With the President again relying on rhetoric over regulation in last week's "strengthening the economy speech, it's good to see another leader take a more substantive stand on principled bean counting.
I refer, of course, to Coca-Cola chairman Doug Daft, who - doubtless buoyed by director and long-time supporter of such transparency, Warren Buffett - announced that Coke has decided to place a value on the stock options that it gives to its executives, and to show that value in its accounts.
Coke is not the first to take the stock option bull by the horns. Others who have recently announced the change include The Washington Post, Boeing, Winn-Dixie, Bank One, and AMB Property.
Nor, one hopes, will Coke be the last. After all, it is little short of deliberate deception to pretend that stock options are not compensation and, therefore, needn't be explicitly reported to investors as a potential expense to the business they're buying into.
Some corporations argue that stock options can be adequately accounted for in footnotes. But if that is so transparent, why do these same companies get so upset when they are asked to show the expense more prominently in the P&L report? Clearly they do not like the increased prominence, and feel there is something to be gained from shoveling this information into the small print.
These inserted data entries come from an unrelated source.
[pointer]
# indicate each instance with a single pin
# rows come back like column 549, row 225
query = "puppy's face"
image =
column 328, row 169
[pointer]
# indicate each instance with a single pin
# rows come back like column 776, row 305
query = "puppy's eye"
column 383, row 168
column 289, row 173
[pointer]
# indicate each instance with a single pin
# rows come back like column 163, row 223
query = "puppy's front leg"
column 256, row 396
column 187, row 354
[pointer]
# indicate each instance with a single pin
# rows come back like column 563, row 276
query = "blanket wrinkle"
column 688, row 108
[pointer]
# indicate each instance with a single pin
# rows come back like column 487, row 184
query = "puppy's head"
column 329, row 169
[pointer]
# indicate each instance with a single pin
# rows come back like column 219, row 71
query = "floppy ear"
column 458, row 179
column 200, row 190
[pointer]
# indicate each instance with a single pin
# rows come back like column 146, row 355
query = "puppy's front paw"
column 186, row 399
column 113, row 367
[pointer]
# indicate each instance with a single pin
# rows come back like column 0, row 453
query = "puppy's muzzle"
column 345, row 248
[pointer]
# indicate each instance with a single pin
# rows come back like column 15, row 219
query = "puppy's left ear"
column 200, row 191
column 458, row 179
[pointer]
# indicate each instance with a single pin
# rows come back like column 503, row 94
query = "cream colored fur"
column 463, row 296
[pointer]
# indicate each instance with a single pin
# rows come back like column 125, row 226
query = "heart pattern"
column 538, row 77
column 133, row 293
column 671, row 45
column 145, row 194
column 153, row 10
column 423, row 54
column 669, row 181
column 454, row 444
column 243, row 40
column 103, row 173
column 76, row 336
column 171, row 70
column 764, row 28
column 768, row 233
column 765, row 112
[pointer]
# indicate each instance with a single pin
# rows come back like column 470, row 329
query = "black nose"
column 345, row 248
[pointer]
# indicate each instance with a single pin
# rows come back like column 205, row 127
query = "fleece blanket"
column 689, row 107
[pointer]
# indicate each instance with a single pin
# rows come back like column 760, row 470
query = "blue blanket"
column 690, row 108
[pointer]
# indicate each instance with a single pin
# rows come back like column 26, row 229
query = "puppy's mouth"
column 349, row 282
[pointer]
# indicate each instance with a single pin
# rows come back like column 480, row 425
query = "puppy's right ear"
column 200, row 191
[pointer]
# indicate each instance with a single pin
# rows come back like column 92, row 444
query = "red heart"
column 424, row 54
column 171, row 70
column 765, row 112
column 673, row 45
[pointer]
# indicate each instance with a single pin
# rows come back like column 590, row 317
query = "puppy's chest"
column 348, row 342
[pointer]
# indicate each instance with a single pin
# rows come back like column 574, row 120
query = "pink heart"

What of the other argument that it dilutes profits, and that earnings therefore suffer? Duh! That's because those stock options are an expense and do dilute profits - which is why they should be shown that way. As naive as it might seem right now, it is worth remembering that the fundamental principle behind accountancy is to show the real value of a business at any given point in time.
The remaining argument then, would be that it is difficult to place a value on stock options. This always looked a fairly puny protestation given the wonders of modern accounting in valuing all kinds of tough-to-value assets, and Coke has now put this objection to the sword by finding a simple, clean approach to arriving at a value for options.
But Coke clearly didn't do this now simply because it was morally right.
It made the move - communicating it well, and positioning Daft as a poster-child for ethical accounting - because it saw the business benefit of having a management and accounting system that is trusted by investors, customers, and staff. Sure, it might cost Coke a little in terms of earnings this year, but the long-term buy-in from investors looking for a trustworthy option will far outweigh the negative short-term impact.
This early-mover advantage is available to other companies, and might be seen as a great PR tactic by those looking to restore trust in the system and benefit their own companies' long-term success.
But a word to the wise: Just about every communicator who spoke with PRWeek for this issue's feature on 'restoring trust' suggested that more honest CEOs needed to step up to the plate. They did warn, however, to check the closet for skeletons first. How right they were. Within 48 hours of Coke's announcement about accounting for expenses, The Wall Street Journal pointed out that the way it reports the earnings of its bottling companies is still questionable. Coke will still, largely, come out of this with its reputation enhanced, but the WSJ article took a little fizz out of this brilliant bit of PR.